Lanjut Hidayat,Mengharapkan DPRD Kab.Semarang Komisi B juga turun tangan agar penertiban teratasi secara akuntabel tranparan” ungkapnya.
Isu ini mencuat setelah beberapa waktu lalu beredar pemberitaan di media online yang menyebut adanya dugaan pungutan liar (pungli) di pasar tersebut. Menanggapi hal itu, Hidayat membantah keras tudingan tersebut.

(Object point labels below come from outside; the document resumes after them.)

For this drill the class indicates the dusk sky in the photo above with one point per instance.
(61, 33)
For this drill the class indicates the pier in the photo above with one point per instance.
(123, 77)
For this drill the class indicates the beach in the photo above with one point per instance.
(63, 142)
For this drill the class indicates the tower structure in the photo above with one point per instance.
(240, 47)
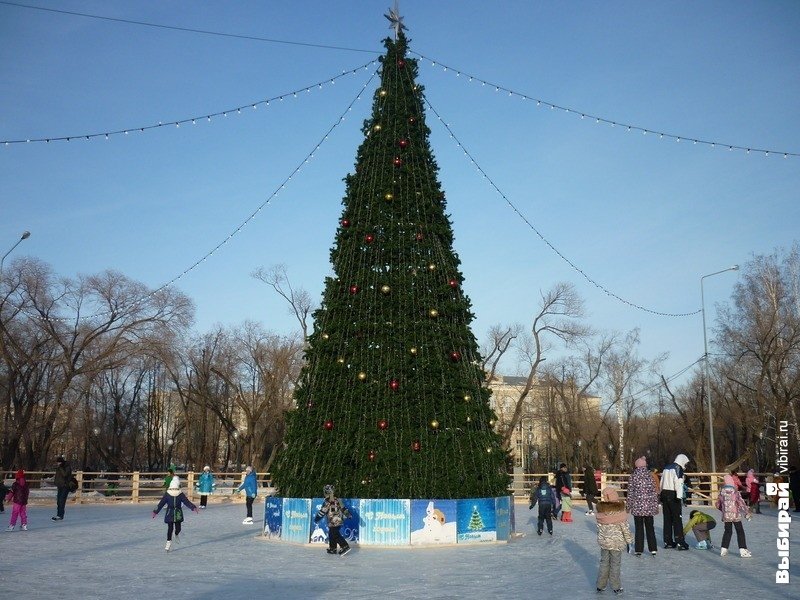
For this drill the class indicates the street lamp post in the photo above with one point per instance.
(706, 380)
(25, 236)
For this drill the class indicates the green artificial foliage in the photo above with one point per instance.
(392, 401)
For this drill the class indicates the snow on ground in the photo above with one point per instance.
(116, 552)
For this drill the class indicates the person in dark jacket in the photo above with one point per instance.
(589, 488)
(672, 500)
(174, 499)
(546, 498)
(62, 479)
(19, 496)
(336, 512)
(563, 479)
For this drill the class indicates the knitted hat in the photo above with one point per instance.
(610, 494)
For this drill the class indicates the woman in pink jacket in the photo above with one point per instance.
(733, 509)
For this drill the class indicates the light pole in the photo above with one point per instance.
(706, 380)
(25, 236)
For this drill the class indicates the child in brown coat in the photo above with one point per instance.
(613, 536)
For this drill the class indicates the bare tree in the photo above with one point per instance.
(299, 300)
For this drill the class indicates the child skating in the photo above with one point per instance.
(174, 499)
(613, 536)
(336, 512)
(733, 509)
(19, 496)
(701, 524)
(566, 505)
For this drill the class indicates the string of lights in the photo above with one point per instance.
(541, 236)
(185, 29)
(258, 209)
(193, 120)
(692, 140)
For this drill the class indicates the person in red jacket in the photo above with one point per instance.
(19, 495)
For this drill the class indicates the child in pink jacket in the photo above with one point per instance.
(19, 495)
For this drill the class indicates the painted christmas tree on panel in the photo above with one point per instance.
(392, 401)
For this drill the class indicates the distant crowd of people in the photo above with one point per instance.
(647, 494)
(173, 498)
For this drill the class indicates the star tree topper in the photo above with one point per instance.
(395, 19)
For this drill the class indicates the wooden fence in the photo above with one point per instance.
(148, 487)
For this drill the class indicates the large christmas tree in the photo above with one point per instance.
(392, 401)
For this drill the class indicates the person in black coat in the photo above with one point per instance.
(62, 479)
(563, 479)
(174, 499)
(589, 487)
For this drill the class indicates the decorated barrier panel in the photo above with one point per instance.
(394, 522)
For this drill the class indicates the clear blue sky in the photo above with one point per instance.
(644, 217)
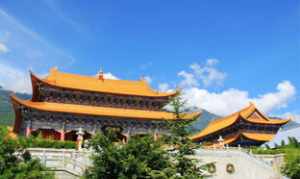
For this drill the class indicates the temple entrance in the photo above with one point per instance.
(47, 134)
(116, 131)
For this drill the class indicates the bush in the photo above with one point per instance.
(38, 142)
(16, 162)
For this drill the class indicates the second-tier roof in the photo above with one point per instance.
(249, 114)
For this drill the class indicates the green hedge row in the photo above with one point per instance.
(37, 142)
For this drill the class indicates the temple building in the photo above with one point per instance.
(65, 106)
(248, 127)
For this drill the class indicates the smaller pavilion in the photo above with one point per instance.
(248, 127)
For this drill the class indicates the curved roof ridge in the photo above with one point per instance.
(90, 83)
(227, 121)
(101, 111)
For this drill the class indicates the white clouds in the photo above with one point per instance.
(163, 87)
(14, 79)
(189, 79)
(285, 92)
(206, 74)
(3, 48)
(29, 49)
(231, 100)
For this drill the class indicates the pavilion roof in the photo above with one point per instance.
(96, 84)
(103, 111)
(261, 137)
(249, 114)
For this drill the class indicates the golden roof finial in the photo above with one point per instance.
(251, 103)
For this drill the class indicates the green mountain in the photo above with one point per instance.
(6, 111)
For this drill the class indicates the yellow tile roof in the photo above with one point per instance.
(262, 137)
(245, 114)
(102, 111)
(258, 136)
(94, 84)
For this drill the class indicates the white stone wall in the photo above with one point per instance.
(246, 166)
(72, 163)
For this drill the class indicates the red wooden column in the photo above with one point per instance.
(28, 129)
(62, 135)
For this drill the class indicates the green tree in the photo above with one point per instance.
(16, 162)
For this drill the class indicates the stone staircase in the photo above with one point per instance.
(71, 164)
(246, 166)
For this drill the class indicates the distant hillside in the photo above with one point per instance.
(6, 111)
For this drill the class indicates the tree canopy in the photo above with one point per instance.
(16, 162)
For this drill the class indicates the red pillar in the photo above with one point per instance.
(62, 135)
(28, 131)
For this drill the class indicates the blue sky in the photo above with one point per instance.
(254, 46)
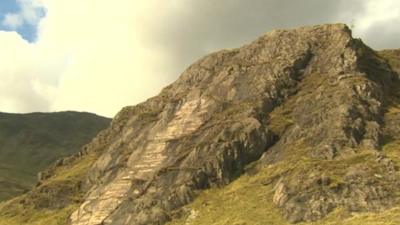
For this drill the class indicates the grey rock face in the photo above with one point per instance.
(202, 130)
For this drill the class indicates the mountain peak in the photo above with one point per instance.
(305, 107)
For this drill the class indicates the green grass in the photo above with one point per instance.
(31, 142)
(53, 201)
(248, 200)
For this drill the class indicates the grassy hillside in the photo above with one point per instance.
(31, 142)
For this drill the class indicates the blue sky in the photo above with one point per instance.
(27, 27)
(100, 55)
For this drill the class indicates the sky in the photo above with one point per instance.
(101, 55)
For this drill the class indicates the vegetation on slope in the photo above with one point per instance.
(53, 201)
(249, 199)
(29, 143)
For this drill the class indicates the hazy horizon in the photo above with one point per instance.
(98, 57)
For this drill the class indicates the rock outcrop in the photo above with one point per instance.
(202, 130)
(312, 95)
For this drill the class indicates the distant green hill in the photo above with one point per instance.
(31, 142)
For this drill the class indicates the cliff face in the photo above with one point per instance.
(311, 100)
(203, 129)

“Perlu kami luruskan, tidak ada pungli yang dilakukan oleh pegawai pasar. Yang meminta pungutan bukanlah petugas resmi, melainkan oknum tak terdata seperti tukang parkir atau keamanan pasar yang tidak masuk dalam struktur resmi kami,” jelasnya.

Hidayat juga memastikan bahwa seluruh pedagang resmi yang terdata telah dikenakan tarif retribusi sesuai dengan ketentuan pemerintah daerah. Ia berharap dengan adanya perhatian dari pihak LAI BPAN, penataan dan pengawasan terhadap pasar dapat ditingkatkan, serta mencegah terjadinya praktik-praktik tak resmi yang merugikan pedagang maupun pengelola pasar.
Pihak LAI BPAN Jateng sendiri menyatakan akan terus memantau perkembangan di Pasar Pon Ambarawa dan mendorong pemerintah setempat untuk melakukan pembenahan sistem pengelolaan pasar secara transparan dan akuntabel.